It's hard to imagine that any aspect of Sarah Palin's life could remain a secret for long. So it's even more surprising that the former Alaska governor has been able to keep news of a feature-length movie about herself under wraps until just one month before its release.
Today, Real Clear Politics reported that the film "Undefeated" -- a two-hour film by conservative filmmaker Stephen K. Bannon with a budget of $1 million -- will premier in Iowa next month. As Real Clear Politics noted:
[Palin asked Bannon] if he would make a series of videos extolling Palin's governorship and laying to rest lingering questions about her controversial decision to resign from office with a year-and-a-half left in her first term. It was this abdication, Palin knew, that had made her damaged goods in the eyes of some Republicans who once were eager to get behind her potential 2012 presidential campaign.
The response was more positive than Palin could have hoped for. He'd make a feature-length movie, Bannon told Mansour, and he insisted upon taking complete control and financing it himself -- to the tune of $1 million.
Bannon went out of his way to keep the project quiet, even asking for random, unrelated footage from Alaskan TV stations when he requested Palin footage, so as to throw people off track.
Scott Conroy, who broke the scoop on Real Clear Politics, gained exclusive access to a rough cut screener. He describes the film as a "sweeping epic ... Rife with religious metaphor and unmistakable allusions to Palin as a Joan of Arc-like figure."
"Undefeated" is not just an attempt to repair Palin's shattered image, however.

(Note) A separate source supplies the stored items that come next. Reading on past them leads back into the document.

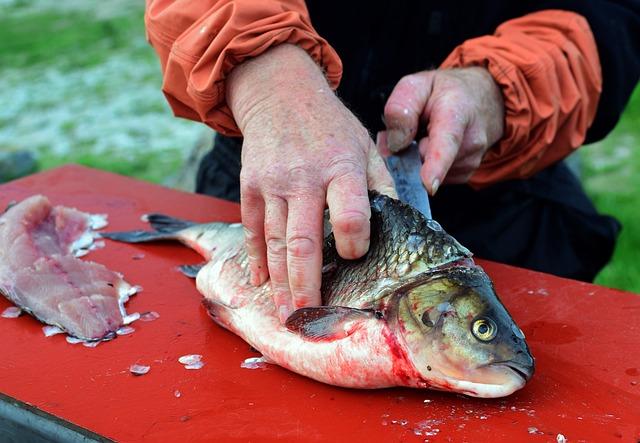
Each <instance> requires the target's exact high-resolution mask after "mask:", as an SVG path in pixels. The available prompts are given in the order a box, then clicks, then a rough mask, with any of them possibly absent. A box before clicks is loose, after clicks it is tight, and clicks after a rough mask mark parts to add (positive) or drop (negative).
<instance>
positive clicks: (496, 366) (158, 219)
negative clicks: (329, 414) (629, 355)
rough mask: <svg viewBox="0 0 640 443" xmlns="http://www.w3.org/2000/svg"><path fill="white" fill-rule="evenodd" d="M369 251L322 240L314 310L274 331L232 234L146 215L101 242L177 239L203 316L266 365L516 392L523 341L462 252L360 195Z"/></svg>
mask: <svg viewBox="0 0 640 443" xmlns="http://www.w3.org/2000/svg"><path fill="white" fill-rule="evenodd" d="M370 202H371V242H370V247H369V251H368V253H367V254H366V255H365V256H364V257H362V258H360V259H357V260H344V259H342V258H340V257H339V256H338V254H337V252H336V250H335V242H334V239H333V236H332V235H329V236H328V237H327V238H326V239H325V242H324V249H323V258H324V263H323V273H322V289H321V293H322V300H323V305H322V306H318V307H312V308H302V309H298V310H297V311H295V312H294V313H293V314H291V316H290V317H289V318H288V319H287V321H286V324H285V325H282V324H281V323H280V321H279V319H278V315H277V312H276V307H275V305H274V303H273V297H272V294H273V291H272V288H271V283H270V282H269V281H267V282H265V283H264V284H262V285H260V286H258V287H255V286H252V285H251V284H250V283H249V267H248V260H247V254H246V250H245V247H244V231H243V229H242V226H241V225H240V224H227V223H208V224H196V223H193V222H188V221H184V220H179V219H175V218H172V217H168V216H165V215H158V214H152V215H149V216H148V217H147V219H148V221H149V223H150V224H151V226H152V227H153V228H154V229H155V231H130V232H120V233H103V234H102V236H103V237H107V238H111V239H113V240H119V241H125V242H131V243H139V242H148V241H155V240H179V241H181V242H182V243H184V244H186V245H188V246H190V247H192V248H193V249H195V250H196V251H198V252H199V253H200V254H201V255H202V256H203V257H204V258H205V260H206V263H204V264H201V265H197V266H189V267H188V268H186V270H187V271H188V272H187V274H190V275H195V276H196V284H197V288H198V290H199V291H200V293H201V294H202V295H203V297H204V300H203V302H204V304H205V306H206V307H207V309H208V311H209V313H210V315H211V317H212V318H213V319H214V320H215V321H216V322H217V323H218V324H220V325H221V326H223V327H225V328H227V329H229V330H231V331H232V332H234V333H236V334H237V335H239V336H240V337H242V338H243V339H244V340H245V341H247V342H248V343H249V344H250V345H251V346H253V347H254V348H255V349H257V350H258V351H260V352H261V353H262V354H263V356H264V357H265V358H266V360H267V361H269V362H271V363H276V364H278V365H280V366H283V367H285V368H288V369H290V370H292V371H294V372H297V373H299V374H302V375H305V376H308V377H311V378H313V379H316V380H319V381H322V382H325V383H329V384H333V385H338V386H344V387H352V388H383V387H390V386H409V387H416V388H432V389H439V390H446V391H454V392H460V393H464V394H467V395H472V396H478V397H501V396H505V395H509V394H511V393H512V392H514V391H515V390H517V389H520V388H522V387H523V386H524V385H525V383H526V381H527V380H528V379H529V378H530V377H531V376H532V374H533V370H534V362H533V358H532V357H531V354H530V352H529V349H528V347H527V344H526V342H525V339H524V335H523V334H522V331H521V330H520V328H518V326H517V325H516V324H515V322H514V321H513V319H512V318H511V316H510V315H509V313H508V312H507V311H506V309H505V307H504V306H503V305H502V303H501V302H500V300H499V299H498V297H497V295H496V293H495V290H494V288H493V284H492V283H491V280H490V279H489V278H488V276H487V275H486V274H485V273H484V271H483V270H482V269H481V268H480V267H479V266H477V265H476V264H475V263H474V262H473V260H472V259H471V253H470V252H469V251H468V250H467V249H466V248H464V247H463V246H462V245H460V244H459V243H458V242H457V241H456V240H455V239H454V238H453V237H451V236H450V235H448V234H447V233H446V232H445V231H444V230H443V229H442V228H441V227H440V226H439V225H438V224H437V222H435V221H434V220H431V219H426V218H425V217H424V216H422V215H421V214H420V213H419V212H417V211H416V210H414V209H413V208H411V207H410V206H407V205H405V204H404V203H402V202H400V201H397V200H394V199H392V198H389V197H387V196H384V195H380V194H377V193H375V192H371V193H370Z"/></svg>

It is, Conroy writes, "a galvanizing prelude to Palin's prospective presidential campaign." And this is not conjecture -- Bannon himself told Real Clear Politics, "This film is a call to action for a campaign like 1976: Reagan vs. the establishment." (Bannon wants to follow up the film's premiere in Iowa with major screenings in 2012 hot states New Hampshire, South Carolina and Nevada).
However, Palin choosing to actually launch a presidential bid is a different thing entirely. Neither Bannon's intentions, nor the film, serve as evidence for a genuine Palin campaign -- another publicity stunt is just as likely.
Palin reportedly gave Bannon plenty of access for his feature-length hagiography and as such it will no doubt attract considerable attention when it opens. However, if Palin's TLC reality show, "Sarah Palin's Alaska," is anything to go by, the interest is unlikely to last (5 million people tuned in for the show's premiere; 2 million fewer watched Episode 2).
Conroy dubbed "Undefeated" Palin's "secret weapon." He's right about the secret part. How much of a "weapon" it will be is unclear. The Washington Post's Jonathan Capehart is understandably skeptical. "Palin’s popularity among Republican Party faithful has been flagging and that she continues to be wildly unpopular among the electorate as a whole," he writes, "no movie, no matter how favorable the depiction, can reverse this trend fast enough to make Palin a viable candidate for president."